The morphologies of phase separating systems have formal distinctions such as symmetry groups, but the analysis protocol for labeling a particular phase field with a morphology requires manual expertise, arbitrary thresholds, or established signatures. In this work, it is investigated if the angular power spectrum of the 3D structure factor can discriminate between morphologies. The 3D structure factor is computed on configurations of phase separating block copolymers generated by coarse-grained molecular dynamics simulations. The shell of structure factor values containing the primary peaks is isolated.

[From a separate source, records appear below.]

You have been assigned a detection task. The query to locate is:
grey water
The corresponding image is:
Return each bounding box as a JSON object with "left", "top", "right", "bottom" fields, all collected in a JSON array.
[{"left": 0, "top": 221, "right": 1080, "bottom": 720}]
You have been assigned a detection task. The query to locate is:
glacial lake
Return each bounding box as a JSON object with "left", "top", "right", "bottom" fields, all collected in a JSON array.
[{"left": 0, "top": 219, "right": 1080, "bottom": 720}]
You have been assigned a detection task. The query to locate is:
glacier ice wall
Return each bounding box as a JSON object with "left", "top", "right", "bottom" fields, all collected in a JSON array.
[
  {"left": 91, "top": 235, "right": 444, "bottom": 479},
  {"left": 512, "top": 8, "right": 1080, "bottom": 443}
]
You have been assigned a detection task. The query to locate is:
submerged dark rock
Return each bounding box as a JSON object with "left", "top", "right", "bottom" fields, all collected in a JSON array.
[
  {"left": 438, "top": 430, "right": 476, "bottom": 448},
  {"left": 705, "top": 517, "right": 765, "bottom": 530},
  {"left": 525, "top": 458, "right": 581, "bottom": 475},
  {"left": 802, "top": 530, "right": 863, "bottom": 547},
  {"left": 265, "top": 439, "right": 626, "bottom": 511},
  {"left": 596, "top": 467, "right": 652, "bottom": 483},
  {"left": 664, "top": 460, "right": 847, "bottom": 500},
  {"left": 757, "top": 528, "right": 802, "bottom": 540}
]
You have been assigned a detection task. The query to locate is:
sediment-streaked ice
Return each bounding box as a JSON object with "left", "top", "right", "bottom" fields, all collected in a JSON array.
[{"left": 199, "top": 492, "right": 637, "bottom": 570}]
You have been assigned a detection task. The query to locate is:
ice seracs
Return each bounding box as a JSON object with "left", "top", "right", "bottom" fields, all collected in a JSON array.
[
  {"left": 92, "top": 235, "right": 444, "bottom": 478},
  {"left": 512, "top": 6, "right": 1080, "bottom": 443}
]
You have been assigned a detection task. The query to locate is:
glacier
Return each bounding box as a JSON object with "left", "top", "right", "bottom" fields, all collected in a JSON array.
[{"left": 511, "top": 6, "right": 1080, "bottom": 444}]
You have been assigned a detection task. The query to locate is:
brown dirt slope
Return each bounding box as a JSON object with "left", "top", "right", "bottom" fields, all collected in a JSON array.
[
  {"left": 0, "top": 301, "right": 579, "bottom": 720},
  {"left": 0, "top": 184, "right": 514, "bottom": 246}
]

This 2D field on a sphere is decomposed into spherical harmonic modes of even polynomial degree $\ell\le 12$, then further reduced to the rotationally invariant angular power spectrum. It is found that these few coefficients for low $\ell$ discriminate robustly between different morphologies. This analysis serves as an automatic tool for flagging novel structures, without a need to enumerate the plausible morphologies in advance.

Figures (5)

• Figure 1: Structural Angular Power Spectra (StrAPS). Black circles represent postprocessing of morphologies found in MD simulations. Open squares represent idealized morphologies imposed by assigning particle types based on (A) lamellar, (B) hexagonal, and (C) BCC spherical phase fields.
• Figure 2: Perspective renders. Three different morphologies of phase separated microstructures. (Left) Lamellae at $f=1/2$. (Middle) cylinders at $f=3/16$. (Right) spheres at $f=1/8$.
• Figure 3: Orthographic projections of particle centers. These highlight the real space lattices of (A) Lamellar (B) Hexagonal and (C) BCC structures.
• Figure 4: Samples from the 3D Structure. (A) lamellar, (B) Hexagonal, and (C) BCC morphologies. Values of $S(\mathbf{k})$ are presented for the shell of $\mathbf{k}$ vectors with magnitude $k^*$, as well as a plane in $k$ space. The darkness of each point indicates the value of $S(\mathbf{k})$. The gray and black wireframes in (C) indicate two competing BCC structures.
• Figure 5: Radially averaged structure factor. Small gray points indicate values for individual 3D k vectors. The Black line indicates the average over vectors with the identical magnitude. A gray band around the averaged line represents the standard error of the mean for each k. Data are shown for the (A) lamellar, (B) Hexagonal, and (C) BCC systems.